Jun 11, 2009

Great Movies from the Warner Bros. Archives

I finally had a chance to look at all the movies available from the Warner Archives collection and I’ve found that I’m almost as excited about the movies I’ve seen before (but on disintegrating library VHS tapes) as I am those I haven’t seen. Here are some titles that I am particularly excited to see available on DVD:

Of the few movies that Margaret Sullavan made, many were very good and at least one, The Shop Around the Corner (1940), is a classic. Still, for some reason, Sullavan seems to have been forgotten by all but highly devoted classic movie lovers. That’s why I am pleased to see two of her best movies, Three Comrades and The Shopworn Angel (both 1938), in the archive collection. The first is a charming tearjerker about a trio of soldiers who all love the same woman the second is. . .a charming tearjerker about a soldier in love with a brassy showgirl. Despite the similarities in set-up, the movies are actually very different and Sullavan demonstrates great versatility in these two roles.
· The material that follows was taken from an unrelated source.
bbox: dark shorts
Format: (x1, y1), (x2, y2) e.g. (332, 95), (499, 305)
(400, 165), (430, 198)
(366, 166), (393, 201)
On Borrowed Time (1939) is a delightfully corny supernatural drama about an old man who literally fights off death while he tries to find a proper guardian for his orphaned grandson. With Lionel Barrymore full of piss and vinegar and Bobs Watson demonstrating why he was the go-to child actor when waterworks were required.

Christopher Strong (1933) The most sensual and moody Katharine Hepburn performance you will ever see. Artfully shot by Dorothy Arzner, one of the most prolific female directors in classic Hollywood. And it’s a real heartbreaker to boot.

The Big House (1930) This efficiently-paced pre-code drama about prison life has a satisfyingly hard-edged simplicity. The gritty prison riot scene is both tense and thrilling.

Too Hot to Handle (1938) Myrna Loy and Clark Gable are great sparring partners in this fast-paced screwball comedy about competing newsreel photographers.

Possessed (1931) Joan Crawford and Clark Gable had such intense chemistry as a screen couple (their real life love affair surely helped) that it is surprising that they are not lauded as one of the great romantic partnerships. They were at their most intimate in this sexy pre-code romance about a small town girl who becomes the mistress of a wealthy New York lawyer.

Private Lives (1931) This is a sharp adaptation of the Nöel Coward play about a divorced couple who can quit each other, no matter how badly they get along. If you couldn’t stand Norma Shearer in The Women (1939), try watching her in this before you write her off.